DSW gets mixed reviews
DSW finished down 7% after investors gave more weight to one analyst's downgrade of the shoe retailer's stock than to another analyst's upgrade. Jefferies analysts cut their rating on DSW from buy to hold, arguing that strong competition in the retail space could hamper the company's ability to make good on promises to bolster its sales over the long run. The analyst company pointed specifically to higher demand at lower price points, which could negatively affect revenue and same-store sales even if traffic figures improve. Jefferies also reduced its price target from $28 to $25 per share. Investors apparently found that argument more compelling than a more bullish thesis at Standpoint Research, where analysts upgraded the stock from hold to buy, and a lot will depend on whether DSW can outpace its rivals in the shoe retail sector to find ways to produce stronger than expected performance.
Endurance takes a Goldman hit
Endurance International Group Holdings plunged 16% in the wake of a downgrade from analysts at Goldman Sachs. The analyst company reduced its rating on the cloud-based technology solutions company from neutral to sell, and the subsequent drop resulted in Endurance giving up nearly all of its gains since the November election. Other cloud computing specialists didn't follow Endurance's move downward, suggesting that the drop in the company's stock is more specific to its own individual prospects. At least in this case, it's apparent that investors might have been waiting to take profits until 2017 began in order to defer capital gains for another year.

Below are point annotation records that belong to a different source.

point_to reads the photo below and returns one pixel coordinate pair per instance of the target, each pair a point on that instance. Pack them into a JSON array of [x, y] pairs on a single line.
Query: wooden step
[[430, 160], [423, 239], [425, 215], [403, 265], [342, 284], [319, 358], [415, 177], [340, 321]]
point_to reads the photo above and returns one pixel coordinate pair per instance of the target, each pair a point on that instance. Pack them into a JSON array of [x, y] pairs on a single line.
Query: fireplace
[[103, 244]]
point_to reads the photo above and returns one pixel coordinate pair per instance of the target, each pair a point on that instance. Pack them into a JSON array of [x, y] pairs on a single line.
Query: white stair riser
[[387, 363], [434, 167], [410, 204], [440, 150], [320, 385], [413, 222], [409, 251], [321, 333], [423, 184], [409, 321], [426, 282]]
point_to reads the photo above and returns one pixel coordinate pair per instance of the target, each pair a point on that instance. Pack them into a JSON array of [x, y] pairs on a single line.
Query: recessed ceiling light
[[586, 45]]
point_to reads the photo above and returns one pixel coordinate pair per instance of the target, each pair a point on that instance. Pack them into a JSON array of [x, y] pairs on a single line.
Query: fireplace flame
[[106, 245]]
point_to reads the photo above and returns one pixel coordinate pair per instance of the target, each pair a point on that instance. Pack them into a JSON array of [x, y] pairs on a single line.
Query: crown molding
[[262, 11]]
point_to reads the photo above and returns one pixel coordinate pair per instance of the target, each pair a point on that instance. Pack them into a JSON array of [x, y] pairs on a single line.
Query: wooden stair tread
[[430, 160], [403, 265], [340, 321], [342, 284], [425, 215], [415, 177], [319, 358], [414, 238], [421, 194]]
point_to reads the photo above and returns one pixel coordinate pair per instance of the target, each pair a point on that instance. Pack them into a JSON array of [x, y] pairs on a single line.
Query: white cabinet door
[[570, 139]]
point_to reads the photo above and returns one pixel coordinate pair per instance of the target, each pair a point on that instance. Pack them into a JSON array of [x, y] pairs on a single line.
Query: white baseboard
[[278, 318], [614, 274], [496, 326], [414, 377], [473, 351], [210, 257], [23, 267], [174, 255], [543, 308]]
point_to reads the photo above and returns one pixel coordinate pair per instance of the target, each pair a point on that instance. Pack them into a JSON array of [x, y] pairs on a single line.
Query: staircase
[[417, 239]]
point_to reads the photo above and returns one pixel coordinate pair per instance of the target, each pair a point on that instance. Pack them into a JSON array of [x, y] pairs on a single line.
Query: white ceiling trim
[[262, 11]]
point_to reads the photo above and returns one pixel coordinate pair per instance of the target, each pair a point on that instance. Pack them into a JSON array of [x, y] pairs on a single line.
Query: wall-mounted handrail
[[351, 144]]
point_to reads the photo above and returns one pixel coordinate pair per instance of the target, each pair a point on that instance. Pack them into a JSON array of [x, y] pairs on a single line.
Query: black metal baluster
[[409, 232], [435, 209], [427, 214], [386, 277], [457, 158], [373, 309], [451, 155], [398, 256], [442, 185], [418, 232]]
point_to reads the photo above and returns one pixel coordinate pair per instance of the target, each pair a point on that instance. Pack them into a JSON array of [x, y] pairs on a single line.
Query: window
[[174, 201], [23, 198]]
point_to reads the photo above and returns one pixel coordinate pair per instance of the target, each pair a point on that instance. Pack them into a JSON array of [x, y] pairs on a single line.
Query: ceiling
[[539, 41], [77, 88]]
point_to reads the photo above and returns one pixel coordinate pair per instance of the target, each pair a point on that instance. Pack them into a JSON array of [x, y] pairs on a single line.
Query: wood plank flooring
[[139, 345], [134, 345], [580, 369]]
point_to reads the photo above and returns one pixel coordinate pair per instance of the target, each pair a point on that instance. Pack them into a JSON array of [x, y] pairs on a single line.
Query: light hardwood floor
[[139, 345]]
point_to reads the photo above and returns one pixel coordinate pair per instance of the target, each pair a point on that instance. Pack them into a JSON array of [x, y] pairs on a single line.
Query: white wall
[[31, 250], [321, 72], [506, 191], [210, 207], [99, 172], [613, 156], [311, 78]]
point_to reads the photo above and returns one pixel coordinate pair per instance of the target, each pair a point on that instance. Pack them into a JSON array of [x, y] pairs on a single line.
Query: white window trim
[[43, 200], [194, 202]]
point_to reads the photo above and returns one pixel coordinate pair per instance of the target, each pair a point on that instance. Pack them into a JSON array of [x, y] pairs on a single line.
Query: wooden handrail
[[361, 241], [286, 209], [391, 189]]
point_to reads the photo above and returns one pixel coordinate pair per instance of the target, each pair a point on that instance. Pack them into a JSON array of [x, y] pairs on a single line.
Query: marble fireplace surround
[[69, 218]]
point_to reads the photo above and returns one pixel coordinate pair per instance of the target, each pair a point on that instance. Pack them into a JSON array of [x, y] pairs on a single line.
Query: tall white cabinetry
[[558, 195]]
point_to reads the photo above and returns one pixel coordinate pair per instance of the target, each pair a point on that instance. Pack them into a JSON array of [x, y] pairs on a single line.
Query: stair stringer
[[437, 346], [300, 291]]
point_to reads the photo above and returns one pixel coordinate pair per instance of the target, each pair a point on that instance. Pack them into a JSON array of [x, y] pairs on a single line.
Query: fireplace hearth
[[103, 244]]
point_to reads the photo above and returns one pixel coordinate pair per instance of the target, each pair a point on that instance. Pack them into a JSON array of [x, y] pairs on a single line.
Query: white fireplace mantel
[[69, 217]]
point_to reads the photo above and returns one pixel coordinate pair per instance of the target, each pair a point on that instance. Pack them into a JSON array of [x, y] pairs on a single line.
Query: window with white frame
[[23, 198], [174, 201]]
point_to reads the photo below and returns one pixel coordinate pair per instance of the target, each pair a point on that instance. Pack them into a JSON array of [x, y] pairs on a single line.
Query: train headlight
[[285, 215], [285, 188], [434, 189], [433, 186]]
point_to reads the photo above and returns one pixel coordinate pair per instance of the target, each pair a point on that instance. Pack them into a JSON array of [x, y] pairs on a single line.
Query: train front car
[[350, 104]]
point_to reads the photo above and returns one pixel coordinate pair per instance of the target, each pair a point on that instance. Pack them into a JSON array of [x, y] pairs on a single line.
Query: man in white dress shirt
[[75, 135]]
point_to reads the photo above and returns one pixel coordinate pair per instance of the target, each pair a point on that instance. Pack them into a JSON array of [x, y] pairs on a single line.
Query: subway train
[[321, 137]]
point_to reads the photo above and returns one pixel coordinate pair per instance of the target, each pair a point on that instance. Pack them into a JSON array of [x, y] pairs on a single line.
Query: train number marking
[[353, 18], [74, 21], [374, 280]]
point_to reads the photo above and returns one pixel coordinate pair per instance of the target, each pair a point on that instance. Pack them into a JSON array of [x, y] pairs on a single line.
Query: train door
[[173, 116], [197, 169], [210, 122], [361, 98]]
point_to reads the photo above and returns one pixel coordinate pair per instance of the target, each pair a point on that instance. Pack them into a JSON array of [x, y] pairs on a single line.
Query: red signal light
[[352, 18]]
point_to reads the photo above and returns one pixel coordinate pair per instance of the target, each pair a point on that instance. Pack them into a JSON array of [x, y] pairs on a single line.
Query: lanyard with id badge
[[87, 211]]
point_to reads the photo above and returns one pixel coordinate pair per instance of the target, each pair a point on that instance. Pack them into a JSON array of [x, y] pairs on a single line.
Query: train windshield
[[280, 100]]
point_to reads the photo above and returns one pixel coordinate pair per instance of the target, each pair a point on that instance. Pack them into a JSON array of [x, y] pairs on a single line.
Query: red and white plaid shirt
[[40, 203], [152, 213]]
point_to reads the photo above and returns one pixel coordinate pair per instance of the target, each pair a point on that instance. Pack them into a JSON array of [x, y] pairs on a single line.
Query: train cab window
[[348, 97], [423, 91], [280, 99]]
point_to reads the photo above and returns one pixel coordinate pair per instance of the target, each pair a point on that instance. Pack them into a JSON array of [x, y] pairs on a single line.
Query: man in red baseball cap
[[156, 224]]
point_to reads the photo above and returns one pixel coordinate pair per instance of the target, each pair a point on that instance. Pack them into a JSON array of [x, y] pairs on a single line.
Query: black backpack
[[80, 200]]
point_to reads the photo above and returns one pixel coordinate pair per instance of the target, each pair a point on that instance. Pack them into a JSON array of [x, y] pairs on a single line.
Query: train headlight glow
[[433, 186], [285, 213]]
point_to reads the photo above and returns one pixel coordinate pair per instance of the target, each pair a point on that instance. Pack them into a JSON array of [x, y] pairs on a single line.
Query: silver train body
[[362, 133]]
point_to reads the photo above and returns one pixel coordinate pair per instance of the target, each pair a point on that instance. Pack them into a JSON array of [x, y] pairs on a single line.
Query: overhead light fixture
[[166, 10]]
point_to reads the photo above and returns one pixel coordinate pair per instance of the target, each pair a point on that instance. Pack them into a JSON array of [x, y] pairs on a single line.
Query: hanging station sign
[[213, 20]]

Ferroglobe sees a key departure
Finally, Ferroglobe fell 14%. The producer of silicon metal and alloys said that Executive Chairman Alan Kestenbaum had resigned effective Dec. 31, making way for Javier Lopez Madrid to take over the chair role on the company's board of directors. Kestenbaum will stay on as senior advisor, working with Lopez Madrid to ensure a smooth transition. The departing chairman said that he intends to remain a significant shareholder in the company going forward, but investors didn't seem to be as comfortable with the key departure of the founder of Globe Specialty Metals. Still, the bigger question for Ferroglobe is whether it can continue to benefit from a resurgence in interest in commodities. If it can, then the stock could easily rebound from today's losses.